Лечебная тактика у пострадавших с множественными переломами костей верхних конечностей

14 Апреля в 18:39 1071 0


В ряде исследований, анализирующих результаты лечения больных с политравмой, показано, что во время оказания помощи в условиях специализированных стационаров в первые часы после травмы нет острой необходимости в точной окончательной репозиции отломков. Достаточно устойчивой фиксации сегмента как одного из условий комплексного лечения травматического шока. Мы в определенной степени разделяем такую тактику, но при этом стремимся к такомувнешнему остеосинтезу, который позволял бы в ближайшие дни после травмы исключить патологическую подвижность и продолжить продольную и поперечную репозицию отломков. Для этого в метаэпифизарные зоны поврежденных костей вводили по два пучка из трех спиц с внутрикостным анкерным захватом, фиксировали в спицедержателях и последние соединяли двумя винтовыми опорами в режиме умеренного натяжения тканей сегмента. Это позволяет обеспечить прочно-эластическую фиксацию и не препятствует последующей поперечной репозиции.

Репозицию проводили в двух проекциях упорными спицами или винтовыми стержнями в репонирующих замках, укрепленными на винтовых опорах аппарата выше и ниже перелома. Монолатеральная фиксация конечностей значительно улучшала общее состояние, позволяла перекладывать на каталку и делала более комфортным уход за постельными больными. После такого внешнего остеосинтеза в рентген-операционной под контролем ЭОПа становится возможным производить одностороннюю или встречно-боковую репозицию в любой лечебно оправданной плоскости. Мы сознательно не форсируем открытую репозицию, ограничивая показания к одномоментной репозиции и погружному металлоостеосинтезу с целью максимального сохранения кровоснабжения отломков в зоне перелома плечевой кости и костей предплечья. Этой же тактики мы придерживаемся при переломах тазового кольца, протрузионных переломах вертлужной впадины и чрезвертельно-подвертельных переломах бедра, когда оперативное лечение не показано из-за тяжести состояния пациента. Для этого применяем анкерно-спицевую фиксацию подвздошных костей и нижней трети бедра аппаратом «таз - бедро».

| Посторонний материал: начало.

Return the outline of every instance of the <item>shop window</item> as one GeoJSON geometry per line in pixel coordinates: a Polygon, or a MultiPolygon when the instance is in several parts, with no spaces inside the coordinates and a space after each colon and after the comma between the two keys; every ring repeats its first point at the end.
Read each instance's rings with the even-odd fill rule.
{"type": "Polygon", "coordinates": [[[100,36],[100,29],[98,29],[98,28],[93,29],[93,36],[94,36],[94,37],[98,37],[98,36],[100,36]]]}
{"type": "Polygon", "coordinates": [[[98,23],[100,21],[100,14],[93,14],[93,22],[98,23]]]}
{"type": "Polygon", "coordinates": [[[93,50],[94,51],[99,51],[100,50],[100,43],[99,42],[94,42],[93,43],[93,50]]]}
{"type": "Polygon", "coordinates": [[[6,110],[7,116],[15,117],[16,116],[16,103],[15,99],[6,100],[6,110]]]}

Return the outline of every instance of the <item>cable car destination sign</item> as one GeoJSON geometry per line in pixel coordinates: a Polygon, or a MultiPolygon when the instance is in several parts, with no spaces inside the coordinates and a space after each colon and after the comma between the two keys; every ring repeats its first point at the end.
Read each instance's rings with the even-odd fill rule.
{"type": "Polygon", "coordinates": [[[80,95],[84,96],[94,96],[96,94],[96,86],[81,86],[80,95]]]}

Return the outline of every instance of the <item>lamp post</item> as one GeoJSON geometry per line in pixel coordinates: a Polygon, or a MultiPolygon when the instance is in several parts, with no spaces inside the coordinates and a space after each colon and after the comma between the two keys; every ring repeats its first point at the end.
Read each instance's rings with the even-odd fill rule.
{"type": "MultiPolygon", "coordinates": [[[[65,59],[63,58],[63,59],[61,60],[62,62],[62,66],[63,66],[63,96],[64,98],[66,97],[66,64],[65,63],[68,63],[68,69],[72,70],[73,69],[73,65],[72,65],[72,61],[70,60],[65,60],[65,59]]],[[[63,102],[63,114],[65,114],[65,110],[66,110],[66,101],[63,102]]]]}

В последние 5 лет пролечено 285 больных с повреждениями двух и более сегментов конечностей, таза и позвоночника. У 54 человек были переломы плеча (24), предплечья (30) и сегментов нижних конечностей, у 7 - переломы обеих плечевых костей. Из 30 больных с переломами костей предплечья у 5 человек были двухсторонние симметричные переломы с повреждением у каждого 4 костей. У 8 пациентов были одномоментные односторонние переломы плеча и предплечья, причем у одной больной были фрактуры обеих плечевых костей и обоих предплечий одновременно с компрессионным переломом L3 позвонка и нижней челюсти. Всем больным независимо от пола, возраста и давности травмы производился монолатеральный раздельный анкерно-спицевой остеосинтез с одновременной или раздельной последовательной репозицией. Суставы не фиксировали. Это сохраняло подвижность плечевых, локтевых и лучезапястных суставов и ротацию предплечья. У большинства пострадавших сроки консолидации были в пределах 12-16 недель в зависимости от индивидуальных особенностей больных и характера перелома. На тех сегментах, на которых консолидация происходила раньше, аппараты снимали независимо от замедленного сращения на другой кости. Двигательную реабилитацию начинали независимо от сроков сращения. У больных, закончивших лечение, наблюдение продолжали до восстановления бытовой или профессиональной трудоспособности. Осложнений, повлиявших на благоприятный исход лечения, не было.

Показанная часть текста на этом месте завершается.